Di singgasana paling tinggi, Lysander duduk. Tubuhnya tegap, mengenakan mantel panjang berwarna kelam dengan ornamen perak yang berkilau samar. Mata hitamnya yang dalam menyorot tajam ke arah kerumunan. Saat ia berdiri, suasana mendadak hening.
“Wahai para roh…” suaranya dalam, bergema hingga ke dinding-dinding tinggi aula. “Kalian semua sudah merasakan apa yang terjadi kemarin.” Ia mengangkat tangan, dan seberkas cahaya putih keperakan muncul di telapak tangannya—sekilas mirip dengan cahaya yang muncul dari tubuh Lira. Aura itu berdenyut, membuat banyak makhluk berdesis haus.
“Cahaya itu,” Lysander menekankan kata-katanya, “sudah mulai mengeluarkan kekuatannya. Jika ia berhasil menguncinya… gerbang antara dunia kita dan dunia manusia akan tertutup. Kalian tahu apa artinya itu. Kita akan terpenjara… selamanya.”
Riuh rendah suara roh terdengar, beberapa meraung marah, beberapa mendesis. Lysander mengangkat tangan sekali lagi, dan semuanya terdiam.

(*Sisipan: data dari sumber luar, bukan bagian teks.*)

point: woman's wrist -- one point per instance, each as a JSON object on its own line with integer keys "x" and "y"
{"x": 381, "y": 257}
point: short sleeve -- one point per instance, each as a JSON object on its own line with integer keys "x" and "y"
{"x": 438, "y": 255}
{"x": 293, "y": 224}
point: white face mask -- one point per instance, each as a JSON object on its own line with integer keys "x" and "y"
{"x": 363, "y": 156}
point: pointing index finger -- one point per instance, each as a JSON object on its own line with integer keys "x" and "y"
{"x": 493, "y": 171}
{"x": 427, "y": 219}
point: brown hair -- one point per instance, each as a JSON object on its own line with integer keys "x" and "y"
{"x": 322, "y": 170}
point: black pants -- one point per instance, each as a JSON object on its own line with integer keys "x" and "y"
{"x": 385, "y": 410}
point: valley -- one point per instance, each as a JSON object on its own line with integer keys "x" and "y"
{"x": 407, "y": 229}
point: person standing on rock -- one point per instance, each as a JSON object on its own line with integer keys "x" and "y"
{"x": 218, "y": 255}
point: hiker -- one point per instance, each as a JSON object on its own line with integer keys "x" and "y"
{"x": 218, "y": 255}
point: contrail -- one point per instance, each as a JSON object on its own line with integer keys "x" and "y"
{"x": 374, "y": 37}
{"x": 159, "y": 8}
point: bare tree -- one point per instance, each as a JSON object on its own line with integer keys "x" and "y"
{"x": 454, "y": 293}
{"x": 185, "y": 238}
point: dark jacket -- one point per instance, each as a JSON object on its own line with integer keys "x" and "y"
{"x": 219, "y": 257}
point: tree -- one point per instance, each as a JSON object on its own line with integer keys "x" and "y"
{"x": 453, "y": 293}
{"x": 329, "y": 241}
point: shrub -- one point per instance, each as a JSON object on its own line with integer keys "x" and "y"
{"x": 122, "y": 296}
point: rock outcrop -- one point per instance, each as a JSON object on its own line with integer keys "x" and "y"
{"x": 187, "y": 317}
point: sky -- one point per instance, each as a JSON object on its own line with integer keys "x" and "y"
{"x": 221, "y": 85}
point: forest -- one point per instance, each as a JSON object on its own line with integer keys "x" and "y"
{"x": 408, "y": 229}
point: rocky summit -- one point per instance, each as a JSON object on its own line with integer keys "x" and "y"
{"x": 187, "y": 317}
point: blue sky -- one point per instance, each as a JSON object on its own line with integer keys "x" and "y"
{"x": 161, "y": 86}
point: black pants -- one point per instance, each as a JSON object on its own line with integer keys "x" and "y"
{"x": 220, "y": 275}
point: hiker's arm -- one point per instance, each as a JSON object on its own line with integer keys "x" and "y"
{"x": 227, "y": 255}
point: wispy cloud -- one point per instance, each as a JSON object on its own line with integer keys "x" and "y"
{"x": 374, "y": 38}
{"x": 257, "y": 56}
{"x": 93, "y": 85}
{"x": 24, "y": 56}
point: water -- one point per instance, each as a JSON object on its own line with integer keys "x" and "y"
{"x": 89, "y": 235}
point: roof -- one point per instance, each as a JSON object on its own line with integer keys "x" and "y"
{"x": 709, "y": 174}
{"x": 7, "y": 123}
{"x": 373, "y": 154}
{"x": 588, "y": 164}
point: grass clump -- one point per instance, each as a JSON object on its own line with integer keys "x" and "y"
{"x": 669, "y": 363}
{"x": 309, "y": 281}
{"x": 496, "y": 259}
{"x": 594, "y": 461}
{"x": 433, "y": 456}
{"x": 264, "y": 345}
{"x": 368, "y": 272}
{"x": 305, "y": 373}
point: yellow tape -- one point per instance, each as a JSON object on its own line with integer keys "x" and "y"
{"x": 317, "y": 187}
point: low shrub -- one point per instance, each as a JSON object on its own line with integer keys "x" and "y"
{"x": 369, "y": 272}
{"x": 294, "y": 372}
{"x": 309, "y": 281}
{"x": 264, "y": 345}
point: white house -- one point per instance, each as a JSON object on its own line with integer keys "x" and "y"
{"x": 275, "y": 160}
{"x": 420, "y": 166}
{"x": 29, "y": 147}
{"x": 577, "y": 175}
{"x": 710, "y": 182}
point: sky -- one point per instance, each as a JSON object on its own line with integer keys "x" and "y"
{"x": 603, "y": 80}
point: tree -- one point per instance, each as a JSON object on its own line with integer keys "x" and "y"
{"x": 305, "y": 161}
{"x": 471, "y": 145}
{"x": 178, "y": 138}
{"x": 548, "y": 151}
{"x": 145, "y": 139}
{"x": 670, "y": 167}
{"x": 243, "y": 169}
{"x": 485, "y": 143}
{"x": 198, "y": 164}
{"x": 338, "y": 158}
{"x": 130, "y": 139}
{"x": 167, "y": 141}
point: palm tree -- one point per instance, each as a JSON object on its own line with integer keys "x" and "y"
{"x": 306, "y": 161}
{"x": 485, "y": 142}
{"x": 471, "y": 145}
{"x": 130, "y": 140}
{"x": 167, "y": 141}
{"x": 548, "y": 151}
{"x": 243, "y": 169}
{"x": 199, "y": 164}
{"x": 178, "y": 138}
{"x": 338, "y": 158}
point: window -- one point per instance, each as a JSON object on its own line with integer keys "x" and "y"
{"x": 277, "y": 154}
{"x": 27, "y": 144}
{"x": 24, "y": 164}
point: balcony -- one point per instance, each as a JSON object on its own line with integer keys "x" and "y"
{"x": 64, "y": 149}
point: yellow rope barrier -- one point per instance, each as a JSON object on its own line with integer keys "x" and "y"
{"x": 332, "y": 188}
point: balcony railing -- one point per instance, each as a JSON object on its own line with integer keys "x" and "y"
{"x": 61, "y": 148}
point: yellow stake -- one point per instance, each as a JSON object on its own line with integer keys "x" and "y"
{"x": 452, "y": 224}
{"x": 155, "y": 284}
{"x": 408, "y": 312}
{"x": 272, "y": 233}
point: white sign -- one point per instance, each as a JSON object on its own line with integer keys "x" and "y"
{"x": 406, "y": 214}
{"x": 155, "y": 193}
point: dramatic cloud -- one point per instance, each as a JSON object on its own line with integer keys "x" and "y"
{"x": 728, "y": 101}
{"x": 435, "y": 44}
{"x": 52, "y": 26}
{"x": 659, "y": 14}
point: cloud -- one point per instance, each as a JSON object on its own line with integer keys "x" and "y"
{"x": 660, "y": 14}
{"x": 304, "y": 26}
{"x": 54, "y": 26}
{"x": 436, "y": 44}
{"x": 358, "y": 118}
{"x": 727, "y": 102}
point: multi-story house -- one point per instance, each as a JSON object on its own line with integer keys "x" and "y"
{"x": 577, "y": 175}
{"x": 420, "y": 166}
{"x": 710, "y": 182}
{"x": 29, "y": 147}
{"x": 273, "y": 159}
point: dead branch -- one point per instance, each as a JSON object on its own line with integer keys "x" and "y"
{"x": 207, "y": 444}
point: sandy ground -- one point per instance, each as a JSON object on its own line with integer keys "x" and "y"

“Maka, kita tidak punya pilihan selain menghabisi gadis itu sebelum ia berhasil. Siapa pun di antara kalian…” ia menyapu pandangan ke seluruh aula, “…yang mampu membunuhnya, berhak mengambil Cahaya Abadi itu sebagai miliknya.”
Sorak ganas bergema. Beberapa makhluk bertepuk tangan dengan kuku panjang berdarah, yang lain menjilat udara dengan lidah bercabang. Mereka tampak lapar, haus, dan penuh nafsu.
Lysander hanya tersenyum tipis, lalu duduk kembali di singgasananya, membiarkan bayangan hitam di belakangnya berdenyut seperti sayap iblis.
Lysander menyandarkan tubuhnya ke singgasana, jemari panjangnya mengetuk perlahan sandaran tangan yang terbuat dari obsidian. Senyum samar muncul di wajahnya, bukan senyum bahagia, melainkan senyum yang dingin, penuh ejekan.
Tatapan matanya berkilat tajam, lalu ia mengepalkan tangan hingga percikan cahaya putih yang tadi ditampilkannya hancur menjadi serpihan hitam, seakan menodai kemurniannya. Roh-roh di hadapannya meraung lagi, haus akan darah, haus akan cahaya.
Lysander hanya menegakkan punggungnya dan menatap mereka dengan tatapan seorang penguasa mutlak.
“Berburu sudah dimulai,” ucapnya pelan, penuh keyakinan.
Dengan satu ayunan tangannya, Lysander memberi isyarat. Pintu-pintu raksasa kastil itu berderit terbuka, memuntahkan cahaya merah pekat yang menyorot ke arah aula. Dari sana, derap langkah dan suara mendesis mulai terdengar.
Para roh-roh berwujud kabut hitam melayang keluar, tubuh mereka bergoyang seperti asap yang mencari mangsa. Makhluk-makhluk buas berkuku tajam mengaum, menancapkan cakar ke lantai batu hingga meninggalkan jejak dalam. Ada yang bersayap, ada yang merayap di dinding, bahkan ada yang berjalan dengan empat tangan, seluruhnya haus akan satu hal—cahaya abadi dalam diri Lira.
Langkah mereka bergema, keras, beringas.
Jeritan nyaring terdengar dari makhluk bermulut banyak, disambut oleh sorak liar para roh yang seolah tak sabar menelan jiwa.
"Kita lihat yash apa kali ini, kau bisa melindungi gadismu" gumam Lysander lirih. Seringai mengerikan terlukis di bibirnya.